A slight reduction (27%) in the unbound clearance of valproate has been reported in patients with renal failure (creatinine clearance < 10 mL/minute); however, hemodialysis typically reduces valproate concentrations by about 20%. Therefore, no dosage adjustment appears to be necessary in patients with renal failure. Protein binding in these patients is substantially reduced; thus, monitoring total concentrations may be misleading.

Drug Interaction Studies with No Interaction or Likely Clinically Unimportant Interaction

A study involving the co-administration of valproate 500 mg with commonly administered antacids (Maalox, Trisogel, and Titralac — 160 mEq doses) did not reveal any effect on the extent of absorption of valproate.

Chlorpromazine

A study involving the administration of 100 to 300 mg/day of chlorpromazine to schizophrenic patients already receiving valproate (200 mg BID) revealed a 15% increase in trough plasma levels of valproate.

Haloperidol

A study involving the administration of 6 to 10 mg/day of haloperidol to schizophrenic patients already receiving valproate (200 mg BID) revealed no significant changes in valproate trough plasma levels.

Cimetidine and Ranitidine

Cimetidine and ranitidine do not affect the clearance of valproate.

Acetaminophen

Valproate had no effect on any of the pharmacokinetic parameters of acetaminophen when it was concurrently administered to three epileptic patients.

Clozapine

In psychotic patients (n=11), no interaction was observed when valproate was co-administered with clozapine.

Lithium

Co-administration of valproate (500 mg BID) and lithium carbonate (300 mg TID) to normal male volunteers (n=16) had no effect on the steady-state kinetics of lithium.

Lorazepam

Concomitant administration of valproate (500 mg BID) and lorazepam (1 mg BID) in normal male volunteers (n=9) was accompanied by a 17% decrease in the plasma clearance of lorazepam.

Olanzapine

No dose adjustment for olanzapine is necessary when olanzapine is administered concomitantly with valproate.
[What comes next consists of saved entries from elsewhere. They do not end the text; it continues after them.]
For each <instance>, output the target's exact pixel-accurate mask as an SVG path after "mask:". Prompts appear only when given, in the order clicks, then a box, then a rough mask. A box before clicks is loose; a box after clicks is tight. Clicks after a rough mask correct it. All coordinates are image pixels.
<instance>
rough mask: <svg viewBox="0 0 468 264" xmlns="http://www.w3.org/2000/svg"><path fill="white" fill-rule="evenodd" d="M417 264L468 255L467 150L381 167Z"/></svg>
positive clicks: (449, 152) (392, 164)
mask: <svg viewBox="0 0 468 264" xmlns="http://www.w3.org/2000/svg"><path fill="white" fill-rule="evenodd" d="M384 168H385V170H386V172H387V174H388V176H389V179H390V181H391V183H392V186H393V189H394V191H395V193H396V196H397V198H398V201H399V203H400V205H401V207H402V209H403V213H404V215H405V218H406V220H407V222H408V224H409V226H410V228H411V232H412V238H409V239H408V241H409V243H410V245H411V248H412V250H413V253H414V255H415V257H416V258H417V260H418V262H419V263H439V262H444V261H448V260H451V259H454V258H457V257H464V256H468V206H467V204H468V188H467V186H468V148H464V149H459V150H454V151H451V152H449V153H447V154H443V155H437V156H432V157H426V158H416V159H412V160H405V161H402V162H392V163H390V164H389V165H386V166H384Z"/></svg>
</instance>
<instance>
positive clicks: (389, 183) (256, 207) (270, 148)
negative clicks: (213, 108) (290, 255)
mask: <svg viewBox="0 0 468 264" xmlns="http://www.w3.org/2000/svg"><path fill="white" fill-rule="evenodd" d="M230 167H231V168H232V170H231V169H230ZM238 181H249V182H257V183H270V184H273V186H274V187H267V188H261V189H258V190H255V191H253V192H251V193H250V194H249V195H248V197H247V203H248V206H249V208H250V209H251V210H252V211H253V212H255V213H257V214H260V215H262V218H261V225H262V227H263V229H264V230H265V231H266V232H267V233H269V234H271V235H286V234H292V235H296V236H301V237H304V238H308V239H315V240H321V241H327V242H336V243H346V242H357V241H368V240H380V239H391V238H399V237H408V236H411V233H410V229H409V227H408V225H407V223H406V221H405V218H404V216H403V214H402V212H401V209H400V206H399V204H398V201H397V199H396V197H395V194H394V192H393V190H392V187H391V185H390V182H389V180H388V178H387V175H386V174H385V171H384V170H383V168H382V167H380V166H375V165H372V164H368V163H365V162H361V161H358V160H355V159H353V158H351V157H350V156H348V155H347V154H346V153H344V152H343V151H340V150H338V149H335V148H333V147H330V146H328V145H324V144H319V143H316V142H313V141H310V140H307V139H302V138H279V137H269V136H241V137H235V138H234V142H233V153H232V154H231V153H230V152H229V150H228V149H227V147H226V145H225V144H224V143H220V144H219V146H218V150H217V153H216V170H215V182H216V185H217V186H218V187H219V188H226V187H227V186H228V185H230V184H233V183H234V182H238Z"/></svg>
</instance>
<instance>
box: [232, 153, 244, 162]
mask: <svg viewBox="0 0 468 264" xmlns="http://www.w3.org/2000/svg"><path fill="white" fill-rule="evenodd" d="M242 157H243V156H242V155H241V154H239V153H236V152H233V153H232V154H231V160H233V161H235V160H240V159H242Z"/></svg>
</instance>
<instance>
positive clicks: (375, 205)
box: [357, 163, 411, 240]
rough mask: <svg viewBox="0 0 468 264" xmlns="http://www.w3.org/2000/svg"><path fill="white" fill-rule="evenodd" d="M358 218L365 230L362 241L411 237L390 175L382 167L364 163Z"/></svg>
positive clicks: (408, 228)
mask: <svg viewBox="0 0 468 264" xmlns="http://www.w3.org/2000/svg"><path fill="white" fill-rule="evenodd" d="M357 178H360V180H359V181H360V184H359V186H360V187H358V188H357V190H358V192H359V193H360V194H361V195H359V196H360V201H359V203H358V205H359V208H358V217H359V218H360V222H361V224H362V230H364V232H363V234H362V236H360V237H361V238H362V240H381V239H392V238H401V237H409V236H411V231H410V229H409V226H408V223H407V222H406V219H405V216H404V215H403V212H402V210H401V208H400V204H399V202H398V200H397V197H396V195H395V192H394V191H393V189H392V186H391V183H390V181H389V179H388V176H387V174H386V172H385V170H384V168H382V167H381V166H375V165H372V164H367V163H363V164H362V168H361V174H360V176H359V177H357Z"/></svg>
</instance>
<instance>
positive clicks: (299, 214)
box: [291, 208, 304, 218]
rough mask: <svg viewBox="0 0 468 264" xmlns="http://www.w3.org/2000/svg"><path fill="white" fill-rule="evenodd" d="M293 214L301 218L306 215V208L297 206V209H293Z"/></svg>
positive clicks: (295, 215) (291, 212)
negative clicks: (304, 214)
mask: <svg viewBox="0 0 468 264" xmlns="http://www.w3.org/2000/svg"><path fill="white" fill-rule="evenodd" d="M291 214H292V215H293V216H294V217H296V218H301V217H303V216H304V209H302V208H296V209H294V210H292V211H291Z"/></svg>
Co-administration of valproate (500 mg BID) and olanzapine (5 mg) to healthy adults (n=10) caused 15% reduction in Cmax and 35% reduction in AUC of olanzapine.

Oral Contraceptive Steroids

Administration of a single-dose of ethinyloestradiol (50 mcg)/levonorgestrel (250 mcg) to 6 women on valproate (200 mg BID) therapy for 2 months did not reveal any pharmacokinetic interaction.